Pour justifier sa décision, le gouvernement invoque le risque de “désinsertion professionnelle” pouvant “s’avérer élevé” après plusieurs mois sans activité professionnelle. “Pour une personne vulnérable, entre être réinsérée et mourir, ou entre l’argent et la santé, le choix est vite fait”, note Jessica Scemama.
En réaction, le ministère du Travail explique que le télétravail reste “à privilégier”. Et que lorsque ce système n’est pas possible, “le travail présentiel doit être assorti de mesures de protection complémentaires dans des conditions de sécurité renforcée”. À savoir la mise à disposition d’un masque chirurgical par l’employeur, et “l’aménagement du poste de travail” (bureau individuel dédié, ou écrans de protection en open-space). Ces mesures permettant de protéger suffisamment les personnes vulnérables ou leurs proches du Covid-19.
“S’il y a un risque, l’accès à l’activité partielle reste possible”
“Les premiers décrets qui ont ouvert les arrêts de travail ont été pris très tôt, quand nous avions une connaissance très faible du virus. Aujourd’hui, nous avons pris du recul par rapport aux pathologies. De nombreuses études nous ont appris que les personnes qui ont une maladie stabilisée risquent moins de contacter une forme sévère du Covid-19”, ajoute de son côté le ministère de la Santé.

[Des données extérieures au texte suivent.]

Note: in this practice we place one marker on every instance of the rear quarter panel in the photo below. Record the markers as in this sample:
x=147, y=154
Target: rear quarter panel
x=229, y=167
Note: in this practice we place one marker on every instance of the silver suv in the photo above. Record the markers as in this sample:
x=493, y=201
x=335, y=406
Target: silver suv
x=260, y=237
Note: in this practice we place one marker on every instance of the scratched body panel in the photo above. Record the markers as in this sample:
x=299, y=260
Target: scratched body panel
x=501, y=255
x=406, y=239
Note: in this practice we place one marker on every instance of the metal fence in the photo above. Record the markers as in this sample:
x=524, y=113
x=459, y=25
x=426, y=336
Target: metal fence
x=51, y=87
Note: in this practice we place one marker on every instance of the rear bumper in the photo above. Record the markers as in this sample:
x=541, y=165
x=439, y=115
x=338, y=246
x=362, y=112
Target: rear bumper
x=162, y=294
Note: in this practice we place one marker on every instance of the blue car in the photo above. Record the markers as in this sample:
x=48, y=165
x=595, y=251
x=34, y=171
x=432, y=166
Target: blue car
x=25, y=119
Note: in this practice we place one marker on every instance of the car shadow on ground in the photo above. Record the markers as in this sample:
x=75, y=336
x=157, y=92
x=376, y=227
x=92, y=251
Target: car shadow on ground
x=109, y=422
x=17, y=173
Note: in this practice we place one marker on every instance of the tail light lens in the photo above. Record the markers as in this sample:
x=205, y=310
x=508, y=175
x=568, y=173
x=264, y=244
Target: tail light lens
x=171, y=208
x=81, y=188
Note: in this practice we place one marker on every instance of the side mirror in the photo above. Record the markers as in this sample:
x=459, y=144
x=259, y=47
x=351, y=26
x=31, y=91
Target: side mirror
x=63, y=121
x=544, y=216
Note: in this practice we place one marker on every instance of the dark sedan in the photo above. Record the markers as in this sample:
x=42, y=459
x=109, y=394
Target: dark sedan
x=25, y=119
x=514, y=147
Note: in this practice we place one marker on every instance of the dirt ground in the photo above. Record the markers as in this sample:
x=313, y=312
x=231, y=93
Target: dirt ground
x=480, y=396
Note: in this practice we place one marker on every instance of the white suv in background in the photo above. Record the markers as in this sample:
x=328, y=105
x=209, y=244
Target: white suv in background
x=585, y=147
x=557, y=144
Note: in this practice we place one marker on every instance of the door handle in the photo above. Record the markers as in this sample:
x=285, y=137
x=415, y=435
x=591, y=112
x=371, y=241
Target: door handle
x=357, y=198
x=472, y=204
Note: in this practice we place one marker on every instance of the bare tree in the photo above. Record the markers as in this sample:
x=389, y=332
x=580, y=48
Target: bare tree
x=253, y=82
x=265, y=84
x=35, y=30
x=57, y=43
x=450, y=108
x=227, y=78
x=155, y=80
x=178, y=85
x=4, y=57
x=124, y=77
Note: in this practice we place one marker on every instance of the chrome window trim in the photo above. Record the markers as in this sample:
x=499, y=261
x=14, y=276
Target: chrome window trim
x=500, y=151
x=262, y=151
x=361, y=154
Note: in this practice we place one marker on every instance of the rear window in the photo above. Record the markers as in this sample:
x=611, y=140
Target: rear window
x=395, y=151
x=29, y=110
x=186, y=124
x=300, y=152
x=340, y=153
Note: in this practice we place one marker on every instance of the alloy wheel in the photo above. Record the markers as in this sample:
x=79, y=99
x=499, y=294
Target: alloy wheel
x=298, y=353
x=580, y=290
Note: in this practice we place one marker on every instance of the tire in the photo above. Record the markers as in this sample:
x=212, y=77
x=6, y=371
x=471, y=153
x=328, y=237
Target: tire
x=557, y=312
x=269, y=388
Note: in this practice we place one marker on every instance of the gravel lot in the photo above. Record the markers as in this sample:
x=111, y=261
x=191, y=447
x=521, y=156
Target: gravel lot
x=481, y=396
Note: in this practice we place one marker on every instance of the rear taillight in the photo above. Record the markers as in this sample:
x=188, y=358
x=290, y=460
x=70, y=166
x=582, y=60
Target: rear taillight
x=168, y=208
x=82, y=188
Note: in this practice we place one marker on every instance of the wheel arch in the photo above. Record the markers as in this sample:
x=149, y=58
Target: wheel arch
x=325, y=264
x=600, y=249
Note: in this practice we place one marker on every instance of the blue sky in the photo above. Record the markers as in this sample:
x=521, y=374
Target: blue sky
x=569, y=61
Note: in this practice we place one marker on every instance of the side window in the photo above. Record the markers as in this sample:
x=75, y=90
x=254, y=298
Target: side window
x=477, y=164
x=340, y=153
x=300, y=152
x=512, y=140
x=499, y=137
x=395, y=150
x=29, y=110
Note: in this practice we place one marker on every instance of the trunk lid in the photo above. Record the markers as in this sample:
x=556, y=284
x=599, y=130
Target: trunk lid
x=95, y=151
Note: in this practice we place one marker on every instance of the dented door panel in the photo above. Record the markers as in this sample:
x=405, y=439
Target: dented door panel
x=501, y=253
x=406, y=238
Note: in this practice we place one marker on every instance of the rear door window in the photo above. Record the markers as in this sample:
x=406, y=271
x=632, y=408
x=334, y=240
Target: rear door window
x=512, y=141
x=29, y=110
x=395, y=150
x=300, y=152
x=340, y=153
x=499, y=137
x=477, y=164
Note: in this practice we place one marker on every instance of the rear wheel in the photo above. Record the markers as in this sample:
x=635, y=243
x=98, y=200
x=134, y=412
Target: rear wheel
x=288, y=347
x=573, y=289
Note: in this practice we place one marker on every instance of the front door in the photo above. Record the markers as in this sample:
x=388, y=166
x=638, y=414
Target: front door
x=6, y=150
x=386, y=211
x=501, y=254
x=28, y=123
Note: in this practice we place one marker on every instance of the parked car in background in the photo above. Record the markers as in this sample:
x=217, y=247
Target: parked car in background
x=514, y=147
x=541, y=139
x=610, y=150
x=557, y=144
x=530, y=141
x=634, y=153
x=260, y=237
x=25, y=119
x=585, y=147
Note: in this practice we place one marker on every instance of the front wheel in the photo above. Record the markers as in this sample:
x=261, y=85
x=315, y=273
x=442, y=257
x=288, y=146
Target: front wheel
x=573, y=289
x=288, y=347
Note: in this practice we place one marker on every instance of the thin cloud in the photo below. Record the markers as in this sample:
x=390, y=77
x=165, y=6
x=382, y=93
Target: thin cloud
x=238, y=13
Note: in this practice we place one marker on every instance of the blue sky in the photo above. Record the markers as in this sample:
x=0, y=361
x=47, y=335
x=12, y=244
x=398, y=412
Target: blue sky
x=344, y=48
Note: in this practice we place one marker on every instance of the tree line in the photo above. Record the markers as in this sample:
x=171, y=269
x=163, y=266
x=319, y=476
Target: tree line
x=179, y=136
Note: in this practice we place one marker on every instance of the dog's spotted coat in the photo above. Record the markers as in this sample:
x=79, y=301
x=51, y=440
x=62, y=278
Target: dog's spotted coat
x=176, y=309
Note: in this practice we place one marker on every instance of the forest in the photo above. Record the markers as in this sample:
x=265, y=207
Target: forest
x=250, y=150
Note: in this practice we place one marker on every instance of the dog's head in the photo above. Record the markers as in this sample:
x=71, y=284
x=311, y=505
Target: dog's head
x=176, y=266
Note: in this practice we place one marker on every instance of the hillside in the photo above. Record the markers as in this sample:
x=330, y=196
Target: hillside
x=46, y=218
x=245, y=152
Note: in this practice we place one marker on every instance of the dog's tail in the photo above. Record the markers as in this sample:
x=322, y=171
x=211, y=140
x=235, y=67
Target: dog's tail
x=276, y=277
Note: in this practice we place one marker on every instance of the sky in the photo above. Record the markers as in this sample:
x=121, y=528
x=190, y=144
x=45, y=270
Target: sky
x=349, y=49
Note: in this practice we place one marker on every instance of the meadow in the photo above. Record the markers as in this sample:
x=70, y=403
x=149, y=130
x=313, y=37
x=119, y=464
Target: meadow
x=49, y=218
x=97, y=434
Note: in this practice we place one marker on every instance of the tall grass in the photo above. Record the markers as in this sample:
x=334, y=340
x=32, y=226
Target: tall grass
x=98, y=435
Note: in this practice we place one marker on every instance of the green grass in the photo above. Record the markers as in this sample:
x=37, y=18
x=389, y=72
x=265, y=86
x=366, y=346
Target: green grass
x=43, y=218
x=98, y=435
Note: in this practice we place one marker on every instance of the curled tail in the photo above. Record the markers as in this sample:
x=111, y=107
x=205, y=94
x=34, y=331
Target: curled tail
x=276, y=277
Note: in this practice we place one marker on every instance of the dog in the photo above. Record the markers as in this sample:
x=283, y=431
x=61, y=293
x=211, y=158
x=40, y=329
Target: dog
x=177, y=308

Il précise avoir “laissé la possibilité aux personnes qui ne sont plus dans la liste d’obtenir, sur avis médical, un certificat portant la mention vulnérable”, et que “si l’état de santé d’un patient fait dire au médecin qu’il y a un risque, alors cette personne pourra avoir accès à l’activité partielle”.
En outre, conclut un porte-parole, “le médecin demeure compétent pour évaluer si l’état de santé de la personne est compatible avec la poursuite de son activité professionnelle”. Ainsi, s’il l’estime nécessaire, “il peut prescrire un arrêt de travail”.
(*) Prénom modifié pour préserver l’anonymat de la personne citée.